Sunday, 18 August 2013

it could be a letter...

Did you know
I wanted little pink ballerina shoes

but you gave me black ones

Did you know
I wanted to play the piano

but your conservatorium days were your dark memory
of scales and scales

you gave me a xylophone
and closed the door

Did you know
I wanted friends
to bring them home
to share

but always you saw the neighbourhood as
a lower class

you would bring me up
the right way

Did you know
I went to church every Sunday
and church groups
and weekend camps
to escape

at least I missed your white gloved hand
checking my dusting skills
on your precious dressing table

Did you know
when Dad died
I hated all those people organising your life
our lives
and never once
did you notice
I missed him
never once 
did you notice
I was there

Did you know
when you died
I saw you
sitting in my car
just sitting there 
behind the wheel
watching me 
as I walked from the classroom

Did you know
I thought you may have come back
to start again

Linking to:
dVerse - Sent With a Stamp


Brian Miller said...

what a cold life...particular for me when the father passed and your own mourning going missed...whata touching end, that they might come back to start again as well...heavy heart...

Cressida de Nova said...

Powerful and authentic poem.Our resilience keeps some of us up and running...a good thing to have!

Mary said...

What a painful poem this is!

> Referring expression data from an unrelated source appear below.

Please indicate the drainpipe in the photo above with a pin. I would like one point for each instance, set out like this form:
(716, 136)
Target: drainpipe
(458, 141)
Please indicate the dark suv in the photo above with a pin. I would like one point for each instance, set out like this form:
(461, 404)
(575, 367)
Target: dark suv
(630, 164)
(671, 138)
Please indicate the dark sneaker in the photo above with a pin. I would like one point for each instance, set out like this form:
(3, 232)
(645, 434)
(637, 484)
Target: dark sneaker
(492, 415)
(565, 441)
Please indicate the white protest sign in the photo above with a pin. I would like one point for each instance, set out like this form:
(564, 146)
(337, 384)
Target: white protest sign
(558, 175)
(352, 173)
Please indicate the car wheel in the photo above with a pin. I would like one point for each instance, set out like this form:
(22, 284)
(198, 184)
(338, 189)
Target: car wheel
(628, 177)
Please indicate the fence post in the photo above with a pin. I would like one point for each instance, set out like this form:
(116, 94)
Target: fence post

It doesn't sound like your mother ever understood you at all. So very sad.

Anonymous said...

oh, this is tough. i hope you can make peace with the past one day- it must have been so hard to write this.
beautiful, raw emotional poem.

Anonymous said...

Gemma- this is a stunning story- in its anger and grief - wow -K

Laurie Kolp said...

What a shame. To see her sitting behind the steering wheel after her death is a fine example of how much she drove your life... oops, I'm talking about my mother (although she's still alive, thank goodness).

Anonymous said...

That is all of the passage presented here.